In 2016 there was a step change in flood duration and damage (huge sand deposits in woods and fields) that told me and other landowners inside the levees that something had changed. I didn’t understand what and why until 2018 when Dr. Xu’s paper was reported.  I asked the Corps to release more flow to the Gulf to reduce flooding.  The Generals said “it’s more rain” and dithered.  They are still dithering.  Why won’t the Corps dredge the sediments and restore the river’s flow capacity?  Why can’t it?

It does not seem to be a matter of command competence.  It seems to be a matter of command mission and tenure.  The Commanding General of the Mississippi River Commission (MRC) and the Mississippi Valley Division (MVD) directs the Corps flood control efforts.  His/her tour of duty is 2-3 years.  Their primary mission seems to be: preserve and defend the status quo.  That’s what they are incentivized to do.  They are not change agents. The Generals barely have time to understand what needs to be done before they move on to their next duty post.  Changing the river takes decades.

“Show me the incentives, and I will show you the outcomes.”  Charlie Munger’s pithy observation about human nature applies to Generals too.

If the incentive is to preserve the status quo and defend the Corps’ reputation, the outcome is not change.  Change is not in the Generals’ job descriptions.  As one told me when I asked him to send more flow down the Atchafalaya: “That change is above my pay grade.”  He added that it would take motivated grassroots pressure to get Congress to make that change. He moved on 6 years ago.
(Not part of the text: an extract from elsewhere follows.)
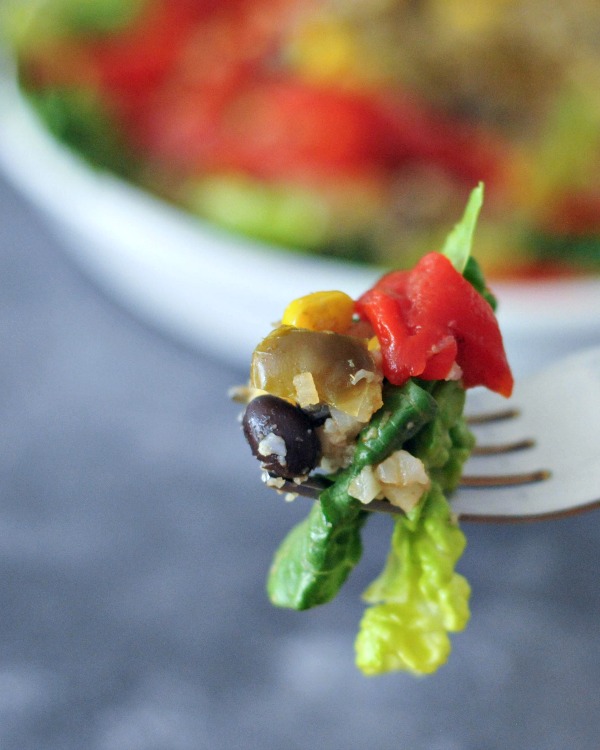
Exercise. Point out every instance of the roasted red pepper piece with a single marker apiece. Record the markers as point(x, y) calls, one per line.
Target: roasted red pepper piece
point(431, 317)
It appears that dredging the sediments to restore flow capacity and removing the cause (the power plant) and preventing levees from overtopping is also above the Generals’ pay grade.  That too will take motivated grassroots pressure and acts of Congress.

There will be plenty of motivated grassroots outrage if the levees do overtop as the Corps predicts or the Mississippi avulses down the Atchafalaya.

Too late then for the Corps and Congress to do what should be done now.